A Dramatic Price Drop and Its Aftermath
On June 3, Berkshire Hathaway’s class A shares, among
others, experienced an unexpected plunge from $622,000 to $185 per share due to
a technical issue during early trading on the NYSE. This steep drop reportedly
halted trading and prompted a flurry of buy orders from Interactive Brokers’
customers, anticipating a favorable fill price when trading resumed.
However, once the market reopened nearly two hours
later, Berkshire’s shares skyrocketed to $741,941, resulting in orders being
filled at various prices, some peaking near the highest price. The NYSE decided
to cancel all trades below $603,718.30 conducted before the halt, which meant
that Interactive Brokers had to cover a significant portion of its customers’
trades made through its platform.
Despite requesting the NYSE cancel these deals, the brokerage’s plea was rejected, forcing it to accommodate its customers
financially. This decision culminated in a substantial $48 million loss for the
brokerage. Interactive Brokers caters to both retail investors and professional
traders, such as hedge funds.
In response to the incident, the company is exploring
legal avenues to recover some of the losses, although they stated that the
financial hit was not material to their earnings.
Previous Challenges
This isn’t the first time Interactive Brokers has
faced such challenges.

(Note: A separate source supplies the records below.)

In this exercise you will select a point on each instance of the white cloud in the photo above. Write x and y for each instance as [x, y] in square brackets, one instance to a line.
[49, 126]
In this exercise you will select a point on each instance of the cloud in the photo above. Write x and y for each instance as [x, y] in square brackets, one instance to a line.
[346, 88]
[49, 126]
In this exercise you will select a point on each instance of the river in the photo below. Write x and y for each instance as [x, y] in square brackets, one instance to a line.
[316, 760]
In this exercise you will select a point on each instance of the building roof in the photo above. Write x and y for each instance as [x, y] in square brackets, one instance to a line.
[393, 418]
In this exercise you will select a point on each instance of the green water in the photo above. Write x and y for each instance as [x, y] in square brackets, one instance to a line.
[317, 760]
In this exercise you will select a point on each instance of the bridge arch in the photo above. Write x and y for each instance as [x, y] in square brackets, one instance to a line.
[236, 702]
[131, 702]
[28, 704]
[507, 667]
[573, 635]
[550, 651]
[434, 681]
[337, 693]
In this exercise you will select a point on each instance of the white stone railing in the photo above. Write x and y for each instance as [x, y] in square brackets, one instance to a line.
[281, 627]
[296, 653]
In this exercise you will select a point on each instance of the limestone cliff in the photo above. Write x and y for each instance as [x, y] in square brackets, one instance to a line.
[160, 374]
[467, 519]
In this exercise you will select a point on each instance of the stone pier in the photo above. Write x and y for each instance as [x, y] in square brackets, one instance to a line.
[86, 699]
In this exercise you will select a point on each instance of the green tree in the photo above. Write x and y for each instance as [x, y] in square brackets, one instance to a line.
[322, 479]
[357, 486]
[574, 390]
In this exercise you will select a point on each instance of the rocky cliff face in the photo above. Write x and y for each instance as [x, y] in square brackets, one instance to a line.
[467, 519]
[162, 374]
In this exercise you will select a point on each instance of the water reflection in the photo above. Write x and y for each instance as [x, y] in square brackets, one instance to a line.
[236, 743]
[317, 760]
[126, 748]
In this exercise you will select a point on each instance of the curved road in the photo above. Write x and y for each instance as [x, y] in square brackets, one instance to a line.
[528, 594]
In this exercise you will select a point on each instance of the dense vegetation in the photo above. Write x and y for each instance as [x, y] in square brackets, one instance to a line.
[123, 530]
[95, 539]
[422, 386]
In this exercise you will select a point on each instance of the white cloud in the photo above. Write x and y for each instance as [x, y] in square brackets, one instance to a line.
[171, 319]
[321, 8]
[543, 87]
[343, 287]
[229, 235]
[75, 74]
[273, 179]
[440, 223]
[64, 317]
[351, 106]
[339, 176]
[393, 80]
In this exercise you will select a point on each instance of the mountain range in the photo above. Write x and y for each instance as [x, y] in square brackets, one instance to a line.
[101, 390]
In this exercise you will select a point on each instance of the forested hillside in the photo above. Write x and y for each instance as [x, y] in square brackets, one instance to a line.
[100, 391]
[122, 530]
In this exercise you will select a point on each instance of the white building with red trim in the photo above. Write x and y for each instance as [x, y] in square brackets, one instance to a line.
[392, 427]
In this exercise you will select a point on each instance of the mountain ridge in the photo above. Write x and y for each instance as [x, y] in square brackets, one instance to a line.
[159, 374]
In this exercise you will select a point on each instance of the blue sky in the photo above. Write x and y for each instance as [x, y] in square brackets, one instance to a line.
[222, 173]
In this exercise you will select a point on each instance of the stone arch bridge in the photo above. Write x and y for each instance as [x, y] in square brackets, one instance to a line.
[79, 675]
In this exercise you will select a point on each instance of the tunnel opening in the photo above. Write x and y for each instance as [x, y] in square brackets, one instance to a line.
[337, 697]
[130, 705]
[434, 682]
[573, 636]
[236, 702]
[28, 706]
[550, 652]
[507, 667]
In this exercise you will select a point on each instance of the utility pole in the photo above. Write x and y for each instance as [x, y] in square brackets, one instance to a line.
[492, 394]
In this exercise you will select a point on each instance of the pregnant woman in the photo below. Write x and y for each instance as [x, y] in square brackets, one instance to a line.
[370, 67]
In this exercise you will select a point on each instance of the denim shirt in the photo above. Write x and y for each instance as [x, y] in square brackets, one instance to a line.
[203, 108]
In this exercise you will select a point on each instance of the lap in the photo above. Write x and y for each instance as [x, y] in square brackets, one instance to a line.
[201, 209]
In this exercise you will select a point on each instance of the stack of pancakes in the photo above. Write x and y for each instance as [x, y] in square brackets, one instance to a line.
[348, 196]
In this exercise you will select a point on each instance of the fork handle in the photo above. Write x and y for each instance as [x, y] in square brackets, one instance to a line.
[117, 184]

In 2020, the brokerage suffered an $88 million loss from
the collapse of short-term WTI oil futures contracts, again stepping in to
cover margin calls for its customers.
Meanwhile, Interactive Brokers joined Cboe Europe Derivatives (CEDX) last month as a trading and clearing participant, offering
users access to CEDX’s range of pan-European equity derivatives. This
collaboration seeks to enhance the ability of retail investors to access
European derivatives markets.
Additionally, Interactive Brokers launched a new product to allow institutional and retail traders to access the French stock
market. Dubbed Daily Options on the CAC 40 Index, these offerings promise to
give users tools to navigate global markets.